3. Custom keyword file: resources/keywords/api_keywords.robot  
   Contains:
   - Create User Via API  [Arguments]  ${email}  ${password}  ${role}=user  Returns: ${user_id}
   - Delete User Via API  [Arguments]  ${user_id}

VARIABLE FILES:
- resources/variables/common_variables.robot: ${BASE_URL}, ${ADMIN_EMAIL}, ${ADMIN_PASSWORD}
- resources/variables/test_data.robot: ${VALID_USER_EMAIL}, ${VALID_USER_PASSWORD}

TEST FILE LOCATION: tests/web/authentication/
SUITE SETUP: Use API keywords for fast seeding; Browser keywords for interaction steps

Example Robot Framework Generation Prompt and Output

Prompt:

Generate a Robot Framework test suite for the password reset flow using the keyword libraries 
above.

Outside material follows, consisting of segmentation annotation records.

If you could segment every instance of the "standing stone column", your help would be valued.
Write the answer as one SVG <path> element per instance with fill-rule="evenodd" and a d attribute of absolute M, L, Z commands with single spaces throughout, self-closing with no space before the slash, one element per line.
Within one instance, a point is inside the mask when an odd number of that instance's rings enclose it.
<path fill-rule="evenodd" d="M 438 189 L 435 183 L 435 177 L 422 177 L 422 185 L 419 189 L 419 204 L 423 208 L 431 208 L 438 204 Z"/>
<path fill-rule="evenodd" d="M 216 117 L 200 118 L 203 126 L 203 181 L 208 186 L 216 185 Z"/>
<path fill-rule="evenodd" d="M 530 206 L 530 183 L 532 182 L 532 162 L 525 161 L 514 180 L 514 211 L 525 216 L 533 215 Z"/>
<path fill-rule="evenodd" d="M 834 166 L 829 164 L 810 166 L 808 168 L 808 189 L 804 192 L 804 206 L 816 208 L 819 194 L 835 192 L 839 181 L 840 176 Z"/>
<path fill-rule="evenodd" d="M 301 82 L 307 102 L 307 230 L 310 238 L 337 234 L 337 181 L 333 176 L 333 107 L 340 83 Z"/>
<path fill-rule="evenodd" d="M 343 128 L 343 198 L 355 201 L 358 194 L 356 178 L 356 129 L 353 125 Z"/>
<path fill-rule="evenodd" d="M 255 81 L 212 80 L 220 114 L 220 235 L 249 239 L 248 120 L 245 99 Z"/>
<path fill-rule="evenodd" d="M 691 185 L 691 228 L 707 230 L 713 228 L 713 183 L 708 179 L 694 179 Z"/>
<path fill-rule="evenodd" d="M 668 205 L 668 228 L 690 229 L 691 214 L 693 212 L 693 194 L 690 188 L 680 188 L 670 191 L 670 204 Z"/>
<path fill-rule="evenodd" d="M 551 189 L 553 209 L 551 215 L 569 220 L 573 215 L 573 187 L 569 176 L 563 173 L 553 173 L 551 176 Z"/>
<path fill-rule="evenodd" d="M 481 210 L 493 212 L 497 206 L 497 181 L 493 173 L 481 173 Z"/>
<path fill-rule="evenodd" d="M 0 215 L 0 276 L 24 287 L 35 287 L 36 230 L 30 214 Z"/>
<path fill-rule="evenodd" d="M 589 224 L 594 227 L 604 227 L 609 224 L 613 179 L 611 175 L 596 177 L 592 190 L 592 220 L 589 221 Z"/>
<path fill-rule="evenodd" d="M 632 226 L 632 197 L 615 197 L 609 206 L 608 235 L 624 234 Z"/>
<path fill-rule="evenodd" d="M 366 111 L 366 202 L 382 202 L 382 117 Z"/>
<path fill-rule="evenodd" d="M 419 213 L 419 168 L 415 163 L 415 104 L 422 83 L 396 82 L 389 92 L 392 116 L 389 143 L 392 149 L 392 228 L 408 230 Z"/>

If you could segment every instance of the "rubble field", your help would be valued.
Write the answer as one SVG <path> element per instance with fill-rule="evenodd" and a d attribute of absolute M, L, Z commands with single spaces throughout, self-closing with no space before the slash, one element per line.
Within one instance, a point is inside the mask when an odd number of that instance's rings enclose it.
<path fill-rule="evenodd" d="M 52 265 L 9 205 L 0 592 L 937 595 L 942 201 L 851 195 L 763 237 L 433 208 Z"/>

Cover:
1. Happy path: user requests reset, receives link, resets password, logs in with new password
2. Invalid email: non-existent email shows error
3. Expired link: navigating to an expired reset link shows expiry message

Use data-driven format (Test Template) for the negative cases.
Follow this file structure:
*** Settings ***
*** Variables ***
*** Test Cases ***
*** Keywords ***

Expected output shape:

*** Settings ***
Library    Browser
Resource    ../../../resources/keywords/user_keywords.robot
Resource    ../../../resources/keywords/api_keywords.robot
Variables    ../../../resources/variables/common_variables.robot
Variables    ../../../resources/variables/test_data.robot

Suite Setup    Create User Via API    ${VALID_USER_EMAIL}    ${VALID_USER_PASSWORD}
Suite Teardown    Delete User Via API    ${CREATED_USER_ID}

*** Variables ***
${RESET_EMAIL_SUBJECT}    Reset your password

*** Test Cases ***
Happy Path: Password Reset Completes Successfully
    [Tags]    smoke    authentication
    Request Password Reset    ${VALID_USER_EMAIL}
    ${reset_link}=    Get Password Reset Link From Mailbox    ${VALID_USER_EMAIL}
    Navigate To Reset Link    ${reset_link}
    Set New Password    NewPassword123!    NewPassword123!
    Should Be Visible    [data-testid="password-reset-success"]
    Login As User    ${VALID_USER_EMAIL}    NewPassword123!
    Verify Dashboard Loaded

Invalid Email Shows Error
    [Template]    Verify Invalid Reset Email Behavior
    [email protected]    User not found
    not-an-email               Invalid email format
    ${EMPTY}                   Email is required

*** Keywords ***
Request Password Reset
    [Arguments]    ${email}
    Go To    ${BASE_URL}/forgot-password
    Fill Text    [data-testid="reset-email-input"]    ${email}
    Click    [data-testid="reset-submit-btn"]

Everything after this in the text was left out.